Società | Schule in Südtirol

Pestalozzi Schule will Elite-Modell schaffen

Besondere Situation, besondere Schule – die Direktorin Heidi Niederkofler der Pestalozzi Schule im Bozner Süden will mit ihrem Modell „Sprache und Hermeneutik“ ein Elite-Modell schaffen.

Heidi Niederkofler, Direktorin der Pestalozzi Schule in der Bozner Europaallee ist sich der besonderen Situation ihrer Schule bewusst. Seit 1995 leitet sie den Sprengel, bestehend aus der Mittelschule Schweitzer ( 2001) und der Grundschule Pestalozzi. Letztere ist mit ihrem auf „Sprachen und Hermeneutik“ fokussierten Ansatz für Freund und Feind ein Anschauungsmodell.

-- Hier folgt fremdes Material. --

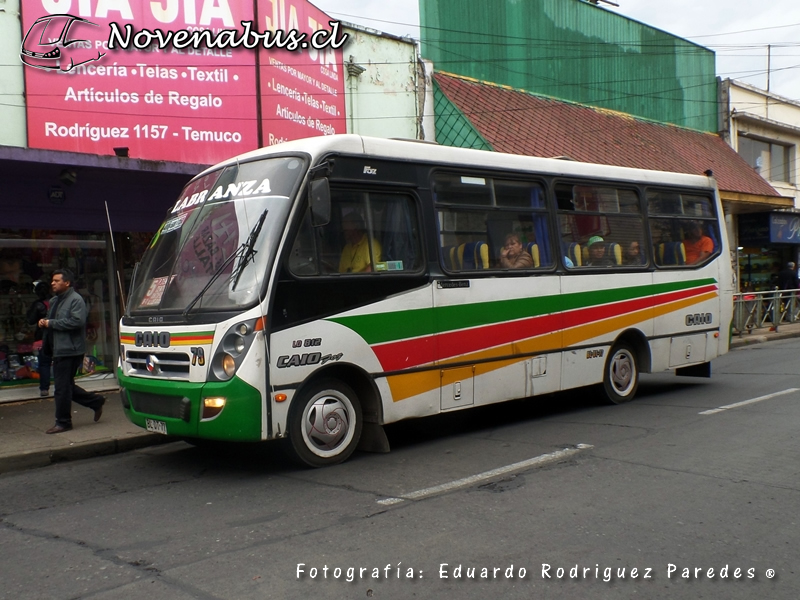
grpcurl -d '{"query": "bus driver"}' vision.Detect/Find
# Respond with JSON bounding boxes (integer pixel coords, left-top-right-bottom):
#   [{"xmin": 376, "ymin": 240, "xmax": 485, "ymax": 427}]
[{"xmin": 339, "ymin": 212, "xmax": 381, "ymax": 273}]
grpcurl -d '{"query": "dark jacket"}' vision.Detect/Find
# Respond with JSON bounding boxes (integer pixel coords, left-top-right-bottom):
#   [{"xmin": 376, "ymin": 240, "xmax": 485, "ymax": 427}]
[
  {"xmin": 47, "ymin": 287, "xmax": 86, "ymax": 358},
  {"xmin": 26, "ymin": 300, "xmax": 47, "ymax": 341},
  {"xmin": 778, "ymin": 268, "xmax": 800, "ymax": 290}
]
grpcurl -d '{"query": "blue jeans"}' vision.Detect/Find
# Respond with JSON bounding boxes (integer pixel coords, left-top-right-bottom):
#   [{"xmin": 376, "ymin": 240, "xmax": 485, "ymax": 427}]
[
  {"xmin": 39, "ymin": 350, "xmax": 53, "ymax": 392},
  {"xmin": 53, "ymin": 354, "xmax": 105, "ymax": 427}
]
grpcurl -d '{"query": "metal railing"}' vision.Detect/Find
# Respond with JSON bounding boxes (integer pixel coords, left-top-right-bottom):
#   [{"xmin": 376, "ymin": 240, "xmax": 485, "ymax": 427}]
[{"xmin": 733, "ymin": 290, "xmax": 800, "ymax": 335}]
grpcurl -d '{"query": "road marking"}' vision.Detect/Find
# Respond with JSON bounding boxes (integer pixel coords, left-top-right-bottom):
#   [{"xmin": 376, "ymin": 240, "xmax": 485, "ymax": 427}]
[
  {"xmin": 378, "ymin": 444, "xmax": 594, "ymax": 506},
  {"xmin": 698, "ymin": 388, "xmax": 800, "ymax": 415}
]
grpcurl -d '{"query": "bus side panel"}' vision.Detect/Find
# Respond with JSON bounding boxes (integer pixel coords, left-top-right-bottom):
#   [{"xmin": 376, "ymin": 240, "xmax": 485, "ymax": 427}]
[
  {"xmin": 652, "ymin": 264, "xmax": 720, "ymax": 372},
  {"xmin": 434, "ymin": 275, "xmax": 561, "ymax": 408},
  {"xmin": 270, "ymin": 284, "xmax": 439, "ymax": 431},
  {"xmin": 561, "ymin": 273, "xmax": 657, "ymax": 389}
]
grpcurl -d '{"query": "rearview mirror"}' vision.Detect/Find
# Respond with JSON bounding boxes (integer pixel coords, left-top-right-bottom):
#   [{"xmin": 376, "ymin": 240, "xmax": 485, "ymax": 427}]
[{"xmin": 308, "ymin": 177, "xmax": 331, "ymax": 227}]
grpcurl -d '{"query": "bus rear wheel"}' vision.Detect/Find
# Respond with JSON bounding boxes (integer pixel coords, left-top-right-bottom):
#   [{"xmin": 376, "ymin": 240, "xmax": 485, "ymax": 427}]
[
  {"xmin": 289, "ymin": 379, "xmax": 362, "ymax": 467},
  {"xmin": 603, "ymin": 342, "xmax": 639, "ymax": 404}
]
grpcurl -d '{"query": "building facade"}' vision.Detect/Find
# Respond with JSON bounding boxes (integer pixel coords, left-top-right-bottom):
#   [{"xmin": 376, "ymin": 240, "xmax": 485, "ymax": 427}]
[
  {"xmin": 0, "ymin": 0, "xmax": 433, "ymax": 394},
  {"xmin": 720, "ymin": 79, "xmax": 800, "ymax": 291},
  {"xmin": 420, "ymin": 0, "xmax": 717, "ymax": 132}
]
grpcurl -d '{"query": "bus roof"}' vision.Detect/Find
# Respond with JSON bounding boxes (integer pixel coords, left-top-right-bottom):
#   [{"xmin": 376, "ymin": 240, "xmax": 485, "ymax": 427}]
[{"xmin": 198, "ymin": 134, "xmax": 716, "ymax": 189}]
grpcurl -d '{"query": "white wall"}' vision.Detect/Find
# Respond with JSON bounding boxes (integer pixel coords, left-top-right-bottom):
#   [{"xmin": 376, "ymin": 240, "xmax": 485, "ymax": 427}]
[
  {"xmin": 723, "ymin": 80, "xmax": 800, "ymax": 209},
  {"xmin": 342, "ymin": 23, "xmax": 435, "ymax": 140},
  {"xmin": 0, "ymin": 0, "xmax": 28, "ymax": 147}
]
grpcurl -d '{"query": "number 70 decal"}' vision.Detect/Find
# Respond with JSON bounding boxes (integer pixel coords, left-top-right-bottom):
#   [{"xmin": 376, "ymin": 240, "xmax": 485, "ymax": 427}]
[{"xmin": 189, "ymin": 346, "xmax": 206, "ymax": 367}]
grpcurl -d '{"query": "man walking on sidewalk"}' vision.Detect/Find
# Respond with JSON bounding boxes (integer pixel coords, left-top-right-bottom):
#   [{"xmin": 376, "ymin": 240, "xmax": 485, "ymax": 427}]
[{"xmin": 39, "ymin": 269, "xmax": 106, "ymax": 433}]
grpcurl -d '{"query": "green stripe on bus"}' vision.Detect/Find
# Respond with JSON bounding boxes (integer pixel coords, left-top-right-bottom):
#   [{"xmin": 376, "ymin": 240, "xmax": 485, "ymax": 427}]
[{"xmin": 327, "ymin": 278, "xmax": 717, "ymax": 345}]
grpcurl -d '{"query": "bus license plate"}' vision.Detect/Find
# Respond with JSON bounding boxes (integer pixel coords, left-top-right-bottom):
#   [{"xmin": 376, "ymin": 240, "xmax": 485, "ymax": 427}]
[{"xmin": 144, "ymin": 419, "xmax": 167, "ymax": 435}]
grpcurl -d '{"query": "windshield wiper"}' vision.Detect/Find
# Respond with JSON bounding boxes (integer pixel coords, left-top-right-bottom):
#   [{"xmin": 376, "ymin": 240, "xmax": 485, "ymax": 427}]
[
  {"xmin": 231, "ymin": 210, "xmax": 269, "ymax": 292},
  {"xmin": 183, "ymin": 210, "xmax": 269, "ymax": 318}
]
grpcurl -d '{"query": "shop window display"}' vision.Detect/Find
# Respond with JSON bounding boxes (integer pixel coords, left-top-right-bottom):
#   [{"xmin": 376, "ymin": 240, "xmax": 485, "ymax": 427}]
[
  {"xmin": 739, "ymin": 248, "xmax": 789, "ymax": 292},
  {"xmin": 0, "ymin": 230, "xmax": 117, "ymax": 386}
]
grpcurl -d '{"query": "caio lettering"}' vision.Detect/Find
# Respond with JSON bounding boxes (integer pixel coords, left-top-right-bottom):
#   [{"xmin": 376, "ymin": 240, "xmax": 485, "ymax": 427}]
[{"xmin": 133, "ymin": 331, "xmax": 170, "ymax": 348}]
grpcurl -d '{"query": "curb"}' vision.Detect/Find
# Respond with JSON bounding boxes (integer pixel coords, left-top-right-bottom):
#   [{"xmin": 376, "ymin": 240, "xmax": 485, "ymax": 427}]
[
  {"xmin": 0, "ymin": 433, "xmax": 179, "ymax": 474},
  {"xmin": 730, "ymin": 331, "xmax": 800, "ymax": 348}
]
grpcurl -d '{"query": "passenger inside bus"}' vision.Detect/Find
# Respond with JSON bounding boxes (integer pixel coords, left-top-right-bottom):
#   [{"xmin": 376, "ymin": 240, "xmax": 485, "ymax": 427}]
[
  {"xmin": 586, "ymin": 235, "xmax": 614, "ymax": 267},
  {"xmin": 622, "ymin": 240, "xmax": 644, "ymax": 265},
  {"xmin": 339, "ymin": 212, "xmax": 381, "ymax": 273},
  {"xmin": 683, "ymin": 221, "xmax": 714, "ymax": 265},
  {"xmin": 500, "ymin": 233, "xmax": 533, "ymax": 269}
]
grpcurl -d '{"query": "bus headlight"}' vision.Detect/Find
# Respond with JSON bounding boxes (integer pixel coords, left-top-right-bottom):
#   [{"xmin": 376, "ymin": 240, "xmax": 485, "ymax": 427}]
[
  {"xmin": 202, "ymin": 397, "xmax": 227, "ymax": 421},
  {"xmin": 223, "ymin": 333, "xmax": 247, "ymax": 356},
  {"xmin": 208, "ymin": 317, "xmax": 265, "ymax": 381},
  {"xmin": 211, "ymin": 352, "xmax": 236, "ymax": 381}
]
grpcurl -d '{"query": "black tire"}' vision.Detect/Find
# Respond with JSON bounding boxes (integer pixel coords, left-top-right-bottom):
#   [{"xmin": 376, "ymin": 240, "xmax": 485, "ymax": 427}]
[
  {"xmin": 603, "ymin": 342, "xmax": 639, "ymax": 404},
  {"xmin": 288, "ymin": 379, "xmax": 362, "ymax": 467}
]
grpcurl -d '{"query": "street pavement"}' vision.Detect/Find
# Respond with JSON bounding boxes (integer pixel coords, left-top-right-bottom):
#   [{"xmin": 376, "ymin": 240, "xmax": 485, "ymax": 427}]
[{"xmin": 0, "ymin": 323, "xmax": 800, "ymax": 473}]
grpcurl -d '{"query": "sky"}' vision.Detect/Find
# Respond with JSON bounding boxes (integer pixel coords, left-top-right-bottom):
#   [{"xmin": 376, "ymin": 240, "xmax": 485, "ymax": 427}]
[{"xmin": 311, "ymin": 0, "xmax": 800, "ymax": 102}]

„Was heißt denn das im Grund,“ fragt Niederkofler „es heißt nur, dass wir in einem Stadtviertel, wo so viele Sprachen und Kulturen aufeinandertreffen, als Schule ein Angebot schaffen wollen, mit dem diese Vielfalt aufgenommen und potenziert wird.“ Die Hermeneutik ist eine Theorie über das Verstehen im allgemeinen, in Kombination mit Sprache soll es als Theoriekonzept Pate stehen für Interkulturaltität und Mehrsprachigkeit. „Wir wollen ein intellektuell ansprechendes Modell entwickeln, das für dieses Stadtviertel Europaallee und Firmian maßgeschneidert ist. Hier wo deutsche, italienische und Migrantenfamilien miteinander leben, wollen wir diese Heterogeneität auch in der Schule und in den Klassen vertreten wissen.“

In einer solchen Schule muss man auch den Mut zu radikalen Lösungen haben, sagt die Direktorin. „Gerade wegen unserer Entscheidung, im letzten Schuljahr, also 2012, eine Klasse einzurichten, die aus Kindern aus Einwandererfamilien besteht, sind wir in den Brennpunkt von Medien und Eltern geraten.“ Die Entscheidung fiel nicht leicht, so die Direktorin, aber es sei notwendig gewesen, um das pädagogische Konzept der Ganztagesschule nicht zu schwächen. „Weil Südtiroler Eltern nicht wollten, dass ihre Kinder in eine Klasse gehen, die zur Mehrheit aus Migrantenkindern besteht, habe ich dem Rechnung getragen und gesagt, gut, dann treten wir die Flucht nach vorne an.“

Die Klasse ist mittlerweile im 2. Jahr, mit Kindern deren Familien aus Albanien, Bosnien-Herzegowina, Bangladesh, Bolivien, Marokko, Pakistan, dem Irak, Kurdistan und Indien stammen. Die Kinder selbst wurden alle in Südtirol geboren, sie sprechen miteinander italienisch und in der Schule deutsch. Die Lehrerin Elisabeth Oberrauch kann auf eine 33jährige Karriere in verschiedenen Grundschulen zurückblicken und unterrichtet jetzt Mathematik, Turnen und Basteln in dieser Klasse. „Es ist eine feine kleine Gruppe und auch mit den Eltern kommen wir gut aus,“ meint sie. „Die Kinder sind alle vorher in einen deutschen Kindergarten gegangen, also haben sie ein Sprachniveau wie die italienischen Kinder an unserer Schule auch.“ Sie sieht keine Gefahr der Ghettoisierung, denn die Klasse hat einen besonders engen Austausch mit der Nachbarsklasse. „Es werden hier viele Lernprojekte gemeinsam veranstaltet, auch um eine Segregation zu vermeiden und auch um den Eltern die Gewissheit zu geben, dass ihre Kinder nicht irgendwie zurückbleiben,“ erklärt Direktorin Niederkofler.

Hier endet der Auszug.